Butter-Basted Fish Fillets with Garlic and Thyme

Delicate. Buttery. Delicious!

I have now made this several times and I am hooked (pun intended)!

It is more of a method than a recipe. The key will depend on the freshness of your fish. Avoid frozen, since they tend to be mushy when thawed.

2, 6-ounce fresh cod fillets, skinned, at least one-inch thick, 
    patted dry 
Salt and Pepper
2 garlic cloves, smashed, peeled, but not minced or cut
3 tablespoons firm butter
2 thyme sprigs
1 tablespoon vegetable oil
1 non-stick skillet

Add vegetable oil to skillet. When hot, add fillets, skin side down. Lower heat to medium. Cook 4-5 minutes. Carefully flip and cook other side for one minute.
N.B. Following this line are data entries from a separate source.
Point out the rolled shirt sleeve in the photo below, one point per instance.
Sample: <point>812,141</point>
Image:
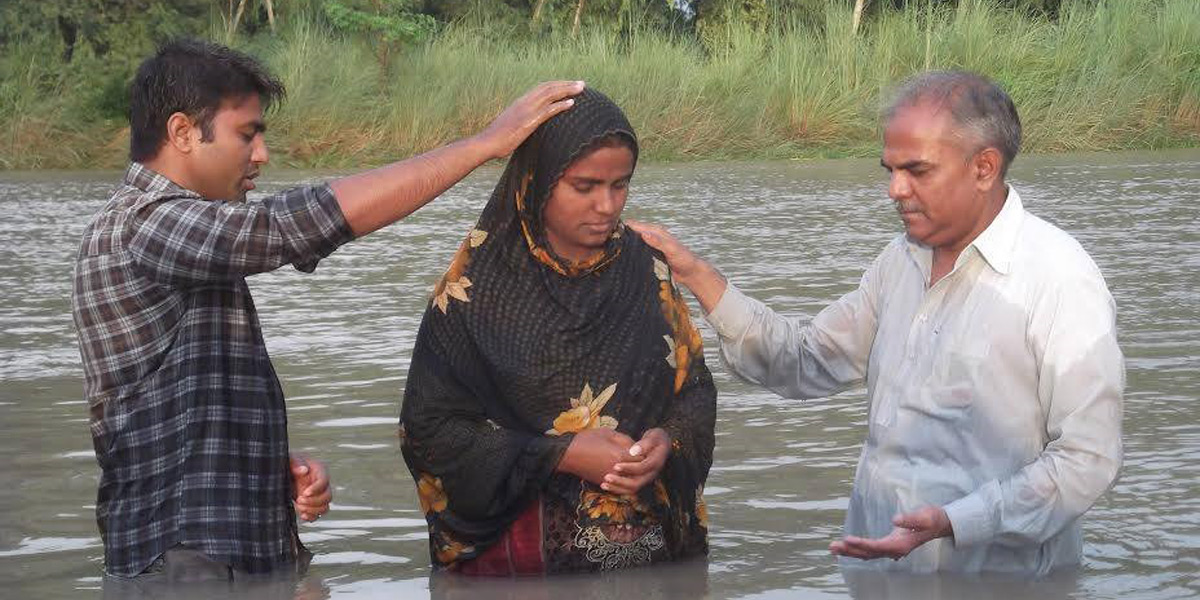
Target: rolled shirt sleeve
<point>183,238</point>
<point>795,359</point>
Add butter and begin to baste by tilting pan and basting for 15 seconds then leaving flat on stove for 30 seconds. 

When temperature reaches 130 degrees, add garlic cloves and thyme sprigs. (I simply add the garlic and thyme sprigs when I add the butter). Continue cooking until fish registers 136-140. 

Carefully remove from pan. Spoon over the butter sauce. Serve with a wedge of lemon. For sides, I like plain white rice with spinach and a bit of parmesan mixed in. It goes nice with the butter sauce.

Wednesday, May 11, 2022

McDonald's Original Fries (and the truth about FATS and OILS)

Most mornings I spend several hours scouring the Internet for new recipes to keep me mo-tivated. As you can imagine, I have a file that is overflowing. Several, in fact. Will I make all these recipes? It is impossible.

Be that as it may, I've decided to post and share those I find interesting, even though I have not prepared them. 

I begin with fries.

Not any fries, but McDonald's fries which, if you are as old as me, you remember fondly opposed to the limp ones served today. Often cold.

But first, let's talk lard and fat. Lard is from pigs. Tallow is from beef. People often use the terms interchangeably. That is not correct.

I love lard and use it often, along with bacon grease. Here are some facts to consider: The newer lards are much healthier then they used to be.  I use it in biscuits, pie crusts, and to grease bread pans and casserole dishes.

 One tablespoon of lard has 10 mg of cholesterol. By contrast, one tablespoon of butter has 30mg of cholesterol. What about fat content? Well, one tablespoon of lard has 13% fat, of which six is saturated fat. By contrast, one tablespoon of butter has 11% fat, of which seven is from saturated fat. One tablespoon of margarine has 11% percent fat of which 2.1% is saturated but contains no cholesterol. One tablespoon of Crisco all-vegetable shortening is 12g of total fat of which 3 is saturated fat but contains no cholesterol.